Готовясь к нему, Платон первым делом получил в Монетном Дворе недостающую ленту к медали в честь «800-летия Москвы».
Огромную, и просто неоценимую помощь ему в этом оказал ответственный работник Московского Монетного Двора Виктор Михеев, лично обеспечивший бесплатную выдачу и прикрепление ленты к общей колодке медалей фронтовика.
Затем Платон завершил разбор и систематизацию архива отца, разложив отдельно в прозрачные файлы и скрепив в отдельную большую папку все документы в их хронологической последовательности.
По ним вполне можно было проследить весь жизненный путь Петра Петровича, его историю.
Среди них оказались не только казённые бумаги: документы, выписки, справки, автобиография, характеристики, грамоты, поздравления, различные заявления, переписки с родственниками и чиновниками различных рангов.

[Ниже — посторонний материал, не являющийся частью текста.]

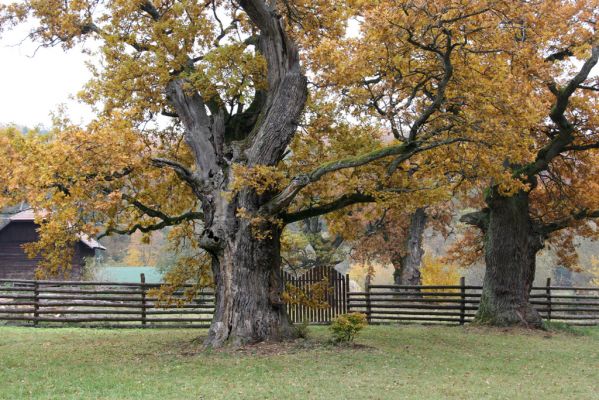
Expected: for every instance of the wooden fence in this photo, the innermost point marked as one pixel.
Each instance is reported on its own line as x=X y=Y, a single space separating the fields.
x=104 y=304
x=458 y=304
x=60 y=303
x=336 y=296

Там также были подобраны и его неполный дневник, записи отца, его путевые заметки, сделанные во время многочисленных путешествий, литературные пробы пера, и даже одно стихотворение, возможно написанное самим Петром Петровичем.
В отдельную папку Платон подобрал свои стихи, посвящённые отцу, а также подробную родословную с общей схемой, более детальными схемами отдельных «ветвей» и описаниями каждого родственника – «листочка».
Третью, толстенную папку, составили фотографии Петра Петровича, в том числе, в большинстве случаев, сделанные им самим.
И в отдельной, в размер подобранной, коробке из-под дорогих конфет размещались на чёрной бархатной подушке скромные, но не менее дорогие награды отца: «Орден Отечественной Войны» второй степени, медали «За Отвагу», «За победу над Японией», «800-летия Москвы», «30-летие Победы», «40-летие Победы» и «70 лет Вооружённых сил СССР».